Bir Savaş Kadını Souadad Al-Sigab Kandemir
Souadad Al-Sigab Kandemir, o bir savaş kadını. Hayatının en güzel yılları; nedeni, niçini bile tam olarak bilinmeyen Irak Savaşı’nda geçmiş. Yüzüne baktığınızda dikkati çeken ilk şey, pırıl pırıl parlayan gece gibi derin gözleri ve muhteşem saçları.
Güzelliği, sadece yüzünde değil; acılarla ve çok sıkı bir eğitimle yoğrulmuş ruhunda ve ellerinden doğan her bir parçada. Tuval üzerine yağlı boya tablolar, mücevherler, halı ve çini tasarımlarının yanı sıra farklı tasarım çalışmaları da var. Tüm eserlerinde, doğup büyüdüğü Mezopotamya’nın merkezindeki ülkenin toprağının kokusuyla, okuyup yaşadığı ülke Türkiye’nin tarihini harmanlıyor.
Hedeflediği nokta, geleneksel sanata çağdaş bir yorum getirmek. Yurt dışında aldığı pek çok ödülü ve hem Türkiye’de hem yurt dışında gerçekleştirmekte olduğu sayısız sergileri var. Bir dakikasını boş geçirmiyor, her an üretim halinde. Yağlı boya tabloları ve tasarımlarından oluşan muhteşem koleksiyonun bir bölümü Christies ve Harrold’s’ın yanı sıra kraliyet aileleri ve ülkemizin seçkin kişilerine ait koleksiyonlarda yer almakta. Kendisini ve ailesini yıllardır tanımaktan sevinç duyduğum bu nadide
insanla siz MAG okuyucuları için röportaj yaptım.

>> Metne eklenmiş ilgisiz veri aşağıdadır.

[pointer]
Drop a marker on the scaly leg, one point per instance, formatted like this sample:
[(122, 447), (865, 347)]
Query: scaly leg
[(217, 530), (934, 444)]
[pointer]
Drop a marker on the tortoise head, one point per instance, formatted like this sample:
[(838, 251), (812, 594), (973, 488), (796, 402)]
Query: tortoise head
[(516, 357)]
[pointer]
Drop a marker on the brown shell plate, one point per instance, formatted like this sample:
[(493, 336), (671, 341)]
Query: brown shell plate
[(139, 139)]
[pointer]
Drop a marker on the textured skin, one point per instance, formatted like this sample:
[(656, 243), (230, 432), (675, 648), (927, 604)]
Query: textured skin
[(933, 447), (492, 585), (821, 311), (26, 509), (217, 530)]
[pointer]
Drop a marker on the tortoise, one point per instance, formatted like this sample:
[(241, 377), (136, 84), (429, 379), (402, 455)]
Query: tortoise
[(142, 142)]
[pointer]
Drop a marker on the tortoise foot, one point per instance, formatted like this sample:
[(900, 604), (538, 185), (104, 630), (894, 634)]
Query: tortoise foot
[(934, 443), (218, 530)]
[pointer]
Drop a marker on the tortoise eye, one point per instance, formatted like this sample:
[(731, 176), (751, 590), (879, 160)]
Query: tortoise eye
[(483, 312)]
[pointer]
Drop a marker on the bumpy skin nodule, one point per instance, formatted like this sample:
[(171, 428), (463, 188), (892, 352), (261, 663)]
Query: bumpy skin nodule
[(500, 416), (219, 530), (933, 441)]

Bize biraz çocukluğundan ve aldığın
eğitimlerinden bahseder misin?
Sevgili Sinem, öncelikle sana ve değerli
çalışma arkadaşlarına bir kez daha çok
teşekkür ediyorum. Bağdat’ta doğdum. Her
zaman gurur duyduğum diplomat bir ailenin
mensubuyum. Babamın görevi nedeniyle
ilk, orta ve lise öğrenimimi Bağdat başta olmak üzere Paris, Havana,
Viyana ve Tunus’da tamamladım. Babamın 1986 senesinde Irak
İstanbul Başkonsolosluğu’na atanmasıyla İstanbul’a geldik. Mimar
Sinan Üniversitesi Geleneksel Türk Sanatları Çini, Halı ve Eski Kumaş
Onarımları Bölümü’nden lisans derecesiyle mezun oldum.
LCC’den moda ve tasarım, yine St. Petersburg’daki değerli hocalardan
özel yağlı boya derslerinin yanı sıra teknolojiyi de takip ederek
photoshop ve freehand programları üzerine de eğitim aldım.
Caddebostan’da bulunan Atölye Sanat Evi’nde altı yıl boyunca
geleneksel sanatlar ve ahşap restorasyon bölümünde dersler verdim.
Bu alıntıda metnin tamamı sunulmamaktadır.